Sinai bus crash


The Sinai bus crash was a bus accident in the Sinai Peninsula in August 2006 which left twelve Israeli tourists dead. The tourists, who were Israeli Arabs, were riding a chartered bus as part of a convoy of eight buses carrying Arab tourists. The bus overturned and landed upside down between Nuweiba and Taba. The survivors claimed the driver intentionally crashed the bus and the incident was a terrorist attack.

History

Israel sent 40 ambulances from Magen David Adom with emergency crews to assist the casualties, but Egyptian security forces at the Taba Border Crossing held them up, while Egyptian rescue forces only arrived after an hour, with European tourists helping to rescue the wounded. The Egyptians evacuated the passengers who sustained severe injuries to hospitals in Nuweiba and Sharm el-Sheikh, while those who sustained lighter injuries were taken to the Taba border terminal and received by Magen David Adom personnel at the scene. Egyptian authorities delayed the passage of victims who wanted to cross into Israel via Taba, and made it difficult for those being treated in Egyptian hospitals to transfer to Israel for treatment. The delay in medical attention is blamed for at least one death. Those hospitalized in Egypt also alleged poor treatment in Egyptian hospitals. Israeli Air Force helicopters later airlifted some of the victims being treated in Egypt to Israeli hospitals.
In the aftermath of the attack, the Eilat Police set up an emergency command post in the city, where some of the injured were evacuated to for treatment, a team from the Israeli Embassy in Cairo visited the site, and the Israeli Interior Ministry issued a temporary order allowing all Israelis in the Sinai to return to Israel even without a passport.
The Egyptian driver was convicted of negligence by an Egyptian court and sentenced to one year in prison. Egyptian authorities were accused of deliberately handing down a lenient sentence and treating the victims' families in a deplorable way.

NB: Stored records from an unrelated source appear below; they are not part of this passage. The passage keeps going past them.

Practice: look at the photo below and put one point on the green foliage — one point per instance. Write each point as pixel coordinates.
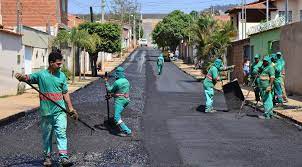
(212, 37)
(62, 39)
(171, 30)
(109, 36)
(67, 73)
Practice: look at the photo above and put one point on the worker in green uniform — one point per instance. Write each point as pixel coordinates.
(266, 81)
(160, 63)
(53, 83)
(212, 77)
(282, 61)
(120, 91)
(255, 75)
(279, 66)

The mayor of the local council of Kafr Manda, where three of the dead came from, said Egypt treated them badly because they were Israeli citizens.

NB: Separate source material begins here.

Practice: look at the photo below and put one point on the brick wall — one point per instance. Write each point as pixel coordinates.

Based on evidence amassed since the crash, the survivors maintain that the attack was premeditated. They believe that the initial plan was to kill Jews, but that the terrorist cell decided not to abort the plan even when they discovered that the passengers were Arabs.

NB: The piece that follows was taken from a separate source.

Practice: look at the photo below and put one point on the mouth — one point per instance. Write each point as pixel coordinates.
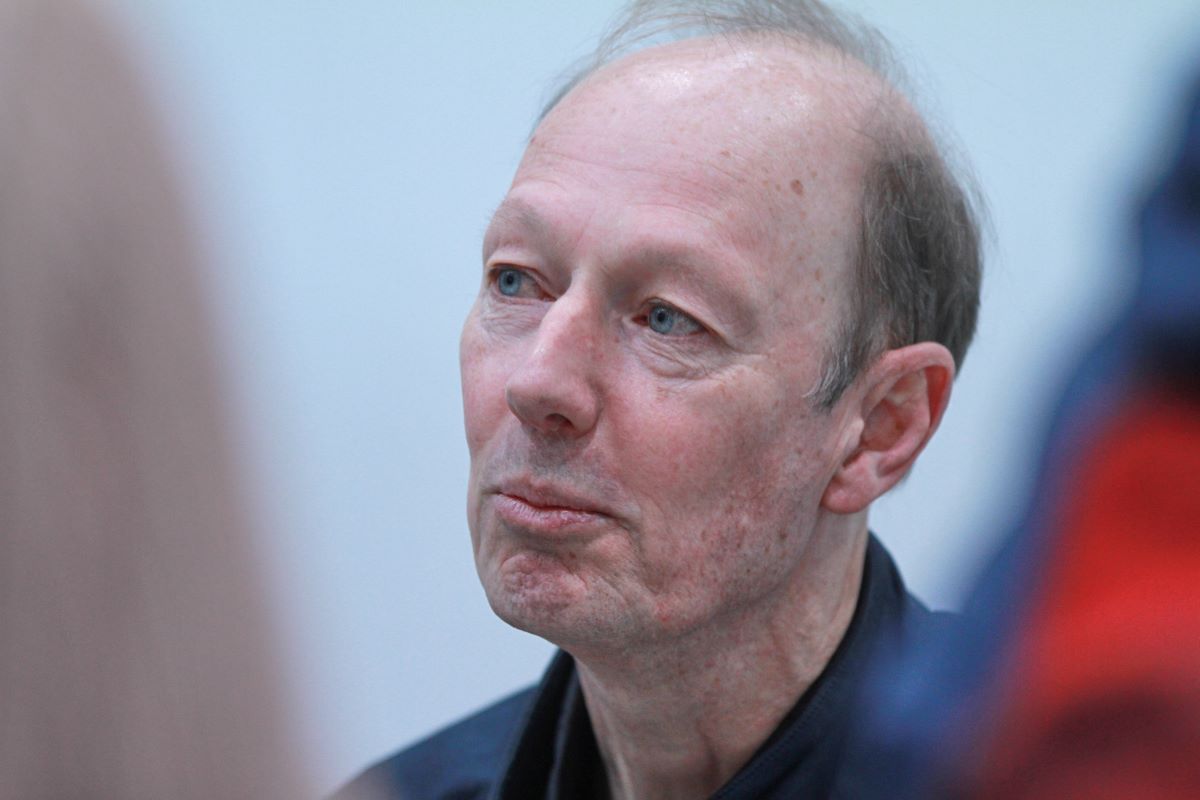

According to one of the survivors, a newlywed whose wife was killed in the crash, "The entire ride the driver was very nervous. The driver said to us: you got Jewish education, you are the trash of the Jews and that we are traitors. When we asked him to turn on the air conditioning, he refused, saying 'soon you will all be very cold'. After the bus overturned, he walked out, stepped into a car that was waiting for him, and disappeared."
The victims submitted compensation claims to Israel’s Terror Victim Fund on the basis of these charges, but they claimed that for political convenience, the two governments classified the tragedy as an accident, a ruling disputed legally.